Idaho Governor To Push For Higher Teacher Starting Pay This Year

Jan 7, 2019

Idaho Governor Brad Little greets people after his State of the State address Monday.
Credit Idaho Public Television

The Idaho legislature gets back to work today [Tuesday] now that the opening day ceremonies are out of the way.

Those include the traditional State of the State address, delivered by Governor Brad Little not long after his official swearing in.

Governor Little pledged to make education his top priority. He said he would support moving forward with the fifth year of his predecessor’s five-year education plan. That includes another round of pay raises for teachers.

“In addition to supporting the next phase of teacher salary increases, my budget recommendation fulfills my promise to raise starting teacher pay to $40,000 a year. As we reward our educators we expect school districts to continue working with us on reporting measurements that Idahoans need to validate increased education investments," Little said.

He announced he’s creating a task force to review the state’s school system and the progress it’s made during the five-year plan. He says that should help with the creation of the next five-year education blueprint.

One of north Idaho’s new state senators, Moscow Democrat David Nelson, said he appreciates the emphasis on improving public schools.

“My wife is actually a schoolteacher in the Pullman School District for numerous reasons.

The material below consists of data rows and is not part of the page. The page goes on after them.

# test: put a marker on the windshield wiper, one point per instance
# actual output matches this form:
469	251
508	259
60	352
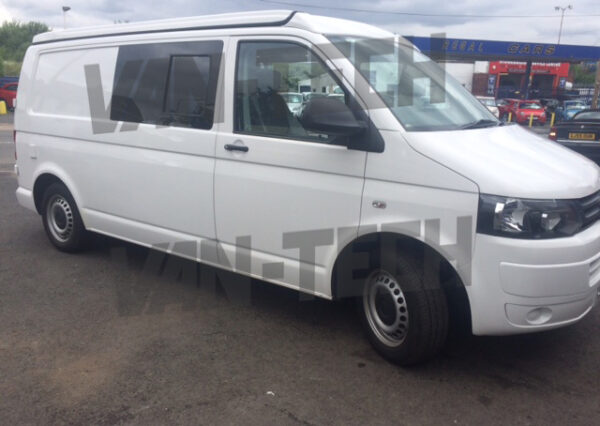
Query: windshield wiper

One of them is because the pay is a lot better," Nelson said. "We really have to help our border districts so that they can pay a competitive wage. As you know, in Washington, with the McCleary decision and what the legislature’s done, there’s a lot more floating around for teachers in the state of Washington.”

The governor vowed again to honor the voters’ wishes and support the expansion of the state’s Medicaid program, to make health care available to thousands of low-income residents.

Nelson says his top legislative priority is to ensure Medicaid is expanded, without imposing work requirements on those who buy subsidized policies.